ベースクラスタは、ファイルとして記述しておく価値があります。マッピングの変更をプルリクエストでレビューでき、Go、Node.js、Python、Javaのテストスイートが1つのフィクスチャを共有できるからです。osmemは、決まったレイアウトのシードディレクトリか単一のbulkファイルを読み込みます。ベースを凍結する前であれば、通常のAPIで投入することもできます。

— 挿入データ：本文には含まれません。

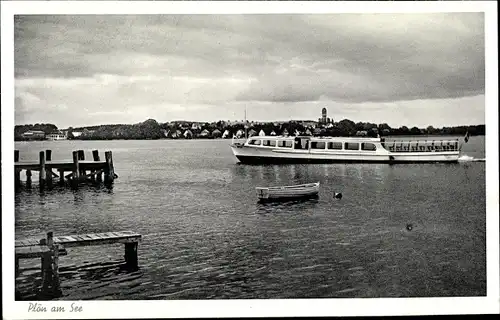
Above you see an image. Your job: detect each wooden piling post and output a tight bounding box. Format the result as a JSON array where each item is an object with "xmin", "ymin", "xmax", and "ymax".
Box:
[
  {"xmin": 15, "ymin": 256, "xmax": 19, "ymax": 278},
  {"xmin": 41, "ymin": 232, "xmax": 54, "ymax": 295},
  {"xmin": 26, "ymin": 170, "xmax": 31, "ymax": 188},
  {"xmin": 51, "ymin": 243, "xmax": 62, "ymax": 297},
  {"xmin": 90, "ymin": 150, "xmax": 99, "ymax": 181},
  {"xmin": 92, "ymin": 150, "xmax": 100, "ymax": 161},
  {"xmin": 104, "ymin": 151, "xmax": 115, "ymax": 183},
  {"xmin": 92, "ymin": 150, "xmax": 102, "ymax": 182},
  {"xmin": 58, "ymin": 169, "xmax": 64, "ymax": 185},
  {"xmin": 45, "ymin": 150, "xmax": 52, "ymax": 161},
  {"xmin": 71, "ymin": 151, "xmax": 80, "ymax": 186},
  {"xmin": 38, "ymin": 151, "xmax": 46, "ymax": 188},
  {"xmin": 14, "ymin": 150, "xmax": 21, "ymax": 188},
  {"xmin": 125, "ymin": 242, "xmax": 139, "ymax": 270},
  {"xmin": 78, "ymin": 150, "xmax": 85, "ymax": 178}
]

ファイルは次の順に適用され、各段階の中ではファイル名順です。

ファイル リクエスト
<name>.template.json PUT /_index_template/<name>
<index>.index.json PUT /<index>(settings、mappings、aliases)
<index>.ndjson POST /<index>/_bulk
aliases.json POST /_aliases

テンプレートを先に適用するのは、その後に作られるインデックスへ反映させるためです。エイリアスを最後にするのは、投入済みのインデックスを指せるようにするためです。bulkのアイテムが1つでも失敗すると、そのエラーで読み込みは中断します。

小さなカタログの例です。

testdata/seed/
├── products.index.json
├── products.ndjson
└── aliases.json
{"mappings": {"properties": {
"name": {"type": "text", "fields": {"keyword": {"type": "keyword"}}},
"price": {"type": "double"},
"tags": {"type": "keyword"},
"created": {"type": "date"}
}}}
{"index": {"_id": "1"}}
{"name": "Red Apple", "price": 1.5, "tags": ["fruit", "red"], "created": "2024-01-05T10:00:00Z"}
{"index": {"_id": "2"}}
{"name": "Banana", "price": 0.5, "tags": ["fruit"], "created": "2024-02-20"}
{"actions": [{"add": {"index": "products", "alias": "catalog"}}]}

NDJSONは_bulkのボディそのもので、アクション行とドキュメント行が交互に並びます。インデックスはファイル名がデフォルトで、アクションに_indexを書けば別のインデックスへ書き込めます。マッピングにないフィールドは、OpenSearchと同じく動的にマッピングされます。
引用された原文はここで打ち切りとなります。